I have three favorite apps for Droid phones designed to help you discover the wonders that surround our little blue marble.
This may be the most obvious, but that doesn't diminish its "wow!" factor. Created by the people at Google, the Sky Map uses your location (on your GPS-enabled phone) to show you all the visible objects in your night sky, including stars, planets, meteor showers, and Messier objects. It also maps out the constellations, which is great for those of us who have a difficult time identifying anything beyond the big dipper and Orion's belt. As you move your phone, the map adjusts to show what night looks like from the new perspective. So, in addition to viewing your own night sky, you can see what it looks like on the other side of the world. Pretty cool!
Say you want to focus on just one object group, such as planets or constellations. Google Sky Maps allows you to select or deselect any of the groups to personalize your viewing. You can also "Time Travel" to see what the night sky will look like in the future or what it looked like in the past. And not to ruin the nighttime viewing experience, Google Sky Map also has a "night mode," which changes all the text to red and reduces the contrast.

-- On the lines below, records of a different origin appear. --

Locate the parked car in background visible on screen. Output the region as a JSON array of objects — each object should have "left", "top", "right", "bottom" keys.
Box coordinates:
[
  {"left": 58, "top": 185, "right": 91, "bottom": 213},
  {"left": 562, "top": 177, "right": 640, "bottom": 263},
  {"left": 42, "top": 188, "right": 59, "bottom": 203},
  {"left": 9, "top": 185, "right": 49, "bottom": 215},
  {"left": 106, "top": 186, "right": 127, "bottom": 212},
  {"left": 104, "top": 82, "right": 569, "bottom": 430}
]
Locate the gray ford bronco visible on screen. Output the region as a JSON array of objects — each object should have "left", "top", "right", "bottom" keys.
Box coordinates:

Google Sky Map is a terrific introduction to the night sky and the wonders it holds.
Now that you've become familiar with the night sky, you'd like to watch some meteor showers. But when do they happen? Where should you look in the sky? When is the best time to head away from civilization and toward truly dark skies?
The Meteor Shower Calendar lists current and upcoming meteor showers; gives start, peak, and end dates; rates the showers (from one to four stars) based on the likely frequency of meteor viewings; sends you a message on your phone with current shower information; provides your local sunset time and weather, as well as moon phases (a full moon may limit meteor shower viewing). It works with SkEye, an astronomy app that acts as an "advanced planetarium" and can be used as a PUSHTO guide for telescopes. (I haven't used SkEye, yet, but have downloaded it.)
Nothing creates excitement about the heavens like witnessing "shooting stars" blazing across the night sky.
For more field trip ideas,check out GHF's Virtual Field Trips page.
The International Space Station (ISS) is visible with the naked eye, if you know where to look. The ISS Detector will tell you, based on your location, when and where to look for the ISS and Iridium flares (small telecommunications satellites which orbit the Earth, whose solar panels are visible when at a specific angle to the sun and Earth).
The ISS Detector gives an overview of upcoming passes, moon phases, and forecasted weather. You can set up notifications and alarms, as well.
Seeing man-made objects flashing across the night sky is surprisingly moving. Even though that actual event only takes a few minutes at most, the experience will foster questions and curiosity.